Figure 10-3. Pivot table with missing columns showing
Using a RIGHT OUTER JOIN ensures that the locations that do not have any data still show up in the pivot table.
Now consider the severity values. The output in Figure 10-3 includes Minor, Medium, and Major severity levels. But a severity level of Mega is also a possibility; it happens that no Mega event is in this particular data set. If you want to include Mega in your output, another RIGHT OUTER JOIN will not work.
Look at what happens if you simply RIGHT OUTER JOIN the severity table (the severity table includes all four rows: Minor, Medium, Major, and Mega):
mysql> SELECT seq, severity.id AS severity -> , location.id AS location -> , cause -> FROM incident RIGHT OUTER JOIN location -> ON (location=location.id) -> RIGHT OUTER JOIN severity -> ON (severity=severity.id) -> ; +------+----------+----------+----------+ | seq | severity | location | cause | +------+----------+----------+----------+ | 1 | Major | North | Accident | | 2 | Medium | North | Fraud | | NULL | Mega | NULL | NULL | | 3 | Minor | South | Fraud | | 4 | Minor | South | Accident | | 5 | Minor | West | Accident | +------+----------+----------+----------+ 6 rows in set
You now have the Mega severity level included as required. But you have lost the locations East and Central.

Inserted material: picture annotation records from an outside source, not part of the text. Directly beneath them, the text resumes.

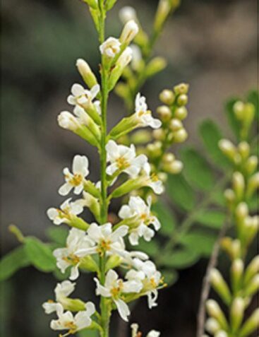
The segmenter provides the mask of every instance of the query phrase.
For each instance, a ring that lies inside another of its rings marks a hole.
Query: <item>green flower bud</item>
[[[212,269],[210,278],[211,284],[215,290],[227,305],[229,305],[231,301],[231,295],[229,287],[219,271],[215,268]]]
[[[176,143],[183,143],[188,138],[188,134],[185,129],[182,128],[176,132],[174,132],[174,141]]]
[[[259,255],[255,256],[247,266],[245,272],[243,282],[245,285],[249,282],[253,277],[259,272]]]
[[[183,129],[183,123],[179,119],[173,118],[170,122],[169,127],[172,131],[177,131]]]
[[[239,331],[240,337],[248,337],[254,331],[257,330],[259,325],[259,309],[256,309]]]
[[[242,277],[243,273],[243,262],[241,259],[235,259],[231,265],[230,274],[233,292],[236,292],[241,285]]]
[[[161,105],[157,107],[157,112],[160,118],[160,119],[166,123],[171,119],[171,112],[169,107],[167,105]]]
[[[163,57],[154,57],[147,66],[145,76],[147,77],[153,76],[164,70],[167,65],[167,61]]]
[[[186,105],[188,103],[188,96],[185,94],[181,94],[177,97],[177,104],[180,107]]]
[[[89,64],[85,60],[83,59],[78,59],[76,61],[76,66],[78,69],[79,73],[90,89],[98,83],[95,75],[92,71]]]
[[[227,330],[228,324],[226,317],[217,302],[214,300],[208,300],[206,302],[206,308],[209,315],[219,322],[221,328]]]
[[[159,95],[159,100],[162,103],[171,105],[174,101],[174,94],[171,90],[164,89]]]
[[[187,83],[180,83],[174,87],[176,95],[186,95],[189,90],[189,85]]]
[[[186,107],[177,107],[174,111],[174,117],[182,121],[187,117],[188,111]]]
[[[231,331],[236,333],[242,323],[245,305],[243,298],[236,297],[230,309]]]

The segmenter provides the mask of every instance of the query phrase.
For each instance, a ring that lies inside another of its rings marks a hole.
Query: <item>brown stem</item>
[[[205,305],[210,291],[210,271],[213,268],[215,268],[215,266],[217,266],[217,258],[219,253],[220,242],[222,237],[226,234],[229,225],[229,220],[227,220],[220,230],[217,240],[214,245],[213,252],[210,256],[210,259],[207,267],[205,276],[203,278],[202,292],[200,295],[199,309],[197,315],[198,326],[196,337],[203,337],[205,333],[205,322],[206,318]]]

The first JOIN included the missing locations, with a NULL value in the severity column. The second RIGHT OUTER JOIN strips these rows out because a NULL in the left result set will not make it through the right join.

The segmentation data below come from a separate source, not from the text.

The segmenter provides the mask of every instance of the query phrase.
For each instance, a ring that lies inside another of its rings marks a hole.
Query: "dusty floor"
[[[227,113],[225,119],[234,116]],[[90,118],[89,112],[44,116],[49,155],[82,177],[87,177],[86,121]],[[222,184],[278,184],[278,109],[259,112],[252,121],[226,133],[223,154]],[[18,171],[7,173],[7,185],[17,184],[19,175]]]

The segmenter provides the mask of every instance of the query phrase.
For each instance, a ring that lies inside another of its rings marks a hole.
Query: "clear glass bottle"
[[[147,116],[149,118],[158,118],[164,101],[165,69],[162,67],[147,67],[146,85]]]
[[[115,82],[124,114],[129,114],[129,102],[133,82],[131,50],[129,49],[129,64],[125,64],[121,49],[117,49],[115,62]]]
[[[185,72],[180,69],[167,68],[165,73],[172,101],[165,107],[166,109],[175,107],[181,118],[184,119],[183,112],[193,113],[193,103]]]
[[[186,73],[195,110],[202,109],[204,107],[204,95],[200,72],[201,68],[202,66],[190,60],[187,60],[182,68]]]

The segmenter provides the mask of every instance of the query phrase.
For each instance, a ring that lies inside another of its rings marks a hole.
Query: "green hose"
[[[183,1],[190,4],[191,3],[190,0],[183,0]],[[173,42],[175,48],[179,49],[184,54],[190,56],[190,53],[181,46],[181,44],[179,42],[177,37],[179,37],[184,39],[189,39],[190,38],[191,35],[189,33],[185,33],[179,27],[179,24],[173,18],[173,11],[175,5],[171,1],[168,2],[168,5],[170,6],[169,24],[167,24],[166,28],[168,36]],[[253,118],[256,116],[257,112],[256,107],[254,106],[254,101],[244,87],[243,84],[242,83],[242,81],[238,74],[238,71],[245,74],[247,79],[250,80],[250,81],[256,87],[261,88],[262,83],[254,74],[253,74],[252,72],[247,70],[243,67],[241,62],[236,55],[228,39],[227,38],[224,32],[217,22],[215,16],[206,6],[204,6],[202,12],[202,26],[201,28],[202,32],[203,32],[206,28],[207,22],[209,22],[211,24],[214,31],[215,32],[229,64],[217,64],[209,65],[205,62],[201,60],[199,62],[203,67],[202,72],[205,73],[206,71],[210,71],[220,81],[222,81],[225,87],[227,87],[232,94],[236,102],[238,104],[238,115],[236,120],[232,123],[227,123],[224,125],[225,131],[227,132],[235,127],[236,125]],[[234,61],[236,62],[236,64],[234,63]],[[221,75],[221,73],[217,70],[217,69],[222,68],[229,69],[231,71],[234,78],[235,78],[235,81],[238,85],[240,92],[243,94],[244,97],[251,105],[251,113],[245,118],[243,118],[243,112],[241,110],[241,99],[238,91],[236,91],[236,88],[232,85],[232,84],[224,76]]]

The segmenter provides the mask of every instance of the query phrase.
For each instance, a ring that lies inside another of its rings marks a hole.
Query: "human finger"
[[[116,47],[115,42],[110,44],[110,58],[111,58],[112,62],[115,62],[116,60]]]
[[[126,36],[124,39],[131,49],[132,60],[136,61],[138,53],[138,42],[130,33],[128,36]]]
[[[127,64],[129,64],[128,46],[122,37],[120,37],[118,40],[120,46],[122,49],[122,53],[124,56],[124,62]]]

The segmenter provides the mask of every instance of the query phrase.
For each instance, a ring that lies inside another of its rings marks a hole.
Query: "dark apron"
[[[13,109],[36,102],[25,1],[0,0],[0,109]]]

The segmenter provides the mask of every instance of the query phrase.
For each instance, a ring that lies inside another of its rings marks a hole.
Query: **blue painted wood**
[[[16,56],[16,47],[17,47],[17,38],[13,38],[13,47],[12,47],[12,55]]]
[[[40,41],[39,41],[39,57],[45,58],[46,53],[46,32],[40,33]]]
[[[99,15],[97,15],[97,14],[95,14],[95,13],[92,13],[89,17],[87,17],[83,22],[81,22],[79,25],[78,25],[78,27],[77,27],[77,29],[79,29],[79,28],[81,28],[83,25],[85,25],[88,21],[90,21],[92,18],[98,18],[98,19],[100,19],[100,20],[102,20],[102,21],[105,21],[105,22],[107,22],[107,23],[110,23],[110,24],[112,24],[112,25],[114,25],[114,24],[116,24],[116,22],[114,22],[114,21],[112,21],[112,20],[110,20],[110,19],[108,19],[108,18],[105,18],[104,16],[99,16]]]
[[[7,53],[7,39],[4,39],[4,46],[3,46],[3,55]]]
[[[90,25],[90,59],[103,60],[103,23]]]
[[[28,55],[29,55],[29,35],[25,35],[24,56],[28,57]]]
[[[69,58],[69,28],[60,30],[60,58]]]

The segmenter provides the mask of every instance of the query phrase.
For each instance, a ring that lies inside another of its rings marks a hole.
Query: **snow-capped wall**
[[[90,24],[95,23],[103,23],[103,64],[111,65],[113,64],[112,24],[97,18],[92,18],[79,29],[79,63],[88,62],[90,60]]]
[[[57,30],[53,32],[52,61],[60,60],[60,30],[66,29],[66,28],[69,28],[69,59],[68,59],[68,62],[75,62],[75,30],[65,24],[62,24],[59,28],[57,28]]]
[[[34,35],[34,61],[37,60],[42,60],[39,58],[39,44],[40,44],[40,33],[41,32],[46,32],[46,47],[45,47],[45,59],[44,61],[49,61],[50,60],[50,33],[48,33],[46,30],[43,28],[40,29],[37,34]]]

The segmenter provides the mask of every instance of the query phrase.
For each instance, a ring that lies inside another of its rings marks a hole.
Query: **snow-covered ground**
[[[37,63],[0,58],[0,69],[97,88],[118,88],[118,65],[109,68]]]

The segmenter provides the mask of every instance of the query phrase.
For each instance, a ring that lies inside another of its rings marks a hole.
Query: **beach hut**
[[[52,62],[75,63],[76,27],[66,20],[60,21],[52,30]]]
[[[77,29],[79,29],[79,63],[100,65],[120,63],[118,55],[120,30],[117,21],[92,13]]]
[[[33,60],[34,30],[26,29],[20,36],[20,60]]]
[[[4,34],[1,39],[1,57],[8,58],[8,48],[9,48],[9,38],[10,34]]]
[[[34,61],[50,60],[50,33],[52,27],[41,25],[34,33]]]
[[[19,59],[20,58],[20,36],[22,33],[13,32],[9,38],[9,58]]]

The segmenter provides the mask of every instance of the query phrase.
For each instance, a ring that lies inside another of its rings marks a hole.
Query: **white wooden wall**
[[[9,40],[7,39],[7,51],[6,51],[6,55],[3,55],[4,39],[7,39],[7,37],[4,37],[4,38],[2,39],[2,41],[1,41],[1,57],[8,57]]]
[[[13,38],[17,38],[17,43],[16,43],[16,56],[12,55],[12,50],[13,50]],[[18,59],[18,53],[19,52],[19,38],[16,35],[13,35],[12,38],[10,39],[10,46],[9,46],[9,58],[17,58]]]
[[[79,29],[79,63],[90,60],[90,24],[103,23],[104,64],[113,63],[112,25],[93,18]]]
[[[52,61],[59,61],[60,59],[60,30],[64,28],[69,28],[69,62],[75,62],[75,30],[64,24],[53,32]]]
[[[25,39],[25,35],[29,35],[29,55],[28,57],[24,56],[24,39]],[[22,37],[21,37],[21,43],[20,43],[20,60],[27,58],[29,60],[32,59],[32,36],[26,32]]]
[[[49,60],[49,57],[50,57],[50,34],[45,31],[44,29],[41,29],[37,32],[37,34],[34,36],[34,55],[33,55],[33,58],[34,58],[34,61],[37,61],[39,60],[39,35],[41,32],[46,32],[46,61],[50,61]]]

A FULL OUTER JOIN (available in SQL Server, Oracle, and PostgreSQL) will solve your problems. The FULL OUTER JOIN will include rows that have a NULL in the JOIN column in either of the tables being joined. Replacing the RIGHT OUTER JOIN with FULL OUTER JOIN in the preceding example produces all eight rows required.
Here is the FULL OUTER JOIN working with all four tables. Also included is the missing cause. The Process value is a possible cause that happened to not show up in the incident table:
SQL> SELECT seq, severity.id AS severity 2 , location.id AS location 3 , cause.id AS cause 4 FROM incident FULL OUTER JOIN location 5 ON (location=location.id) 6 FULL OUTER JOIN severity 7 ON (severity=severity.id) 8 FULL OUTER JOIN cause 9 ON (cause =cause.id); SEQ SEVERITY LOCATION CAUSE --- ---------- ---------- ---------- 1 Major North Accident 2 Medium North Fraud 3 Minor South Fraud 4 Minor South Accident 5 Minor West Accident East Central Mega Process 9 rows selected.
This output is perfect for the pivot table. It means that all possible columns and rows will show up on the reports. The extra rows that you introduce with the FULL OUTER JOINs will not affect the totals because a NULL value in the seq column ensures that they will not contribute to the count.
10.1.2. Use a Union
There is another approach to including the missing rows. This works with SQL Server, Oracle, and PostgreSQL, as well as MySQL and Access.
You can create a UNION that includes the incident table together with each of three tables: location, severity, and cause. For the three extra tables you must pad the result set using NULL values. This means that your output includes additional rows for locations, such as North and South, which showed up in the incident table anyway. The extra rows do not matter because they have a NULL in the seq column and will not contribute to the count. A pivot table based on this data set will include all of the required columns or rows for all three quantities: location, severity, and cause:
mysql> SELECT seq, severity, location, cause FROM incident -> UNION -> SELECT NULL,id, NULL, NULL FROM severity -> UNION -> SELECT NULL,NULL, id, NULL FROM location -> UNION -> SELECT NULL,NULL, NULL, id FROM cause; +------+----------+----------+----------+ | seq | severity | location | cause | +------+----------+----------+----------+ | 1 | Major | North | Accident | | 2 | Medium | North | Fraud | | 3 | Minor | South | Fraud | | 4 | Minor | South | Accident | | 5 | Minor | West | Accident | | NULL | Major | NULL | NULL | | NULL | Medium | NULL | NULL | | NULL | Mega | NULL | NULL | | NULL | Minor | NULL | NULL | | NULL | NULL | Central | NULL | | NULL | NULL | East | NULL | | NULL | NULL | North | NULL | | NULL | NULL | South | NULL | | NULL | NULL | West | NULL | | NULL | NULL | NULL | Accident | | NULL | NULL | NULL | Fraud | | NULL | NULL | NULL | Process | +------+----------+----------+----------+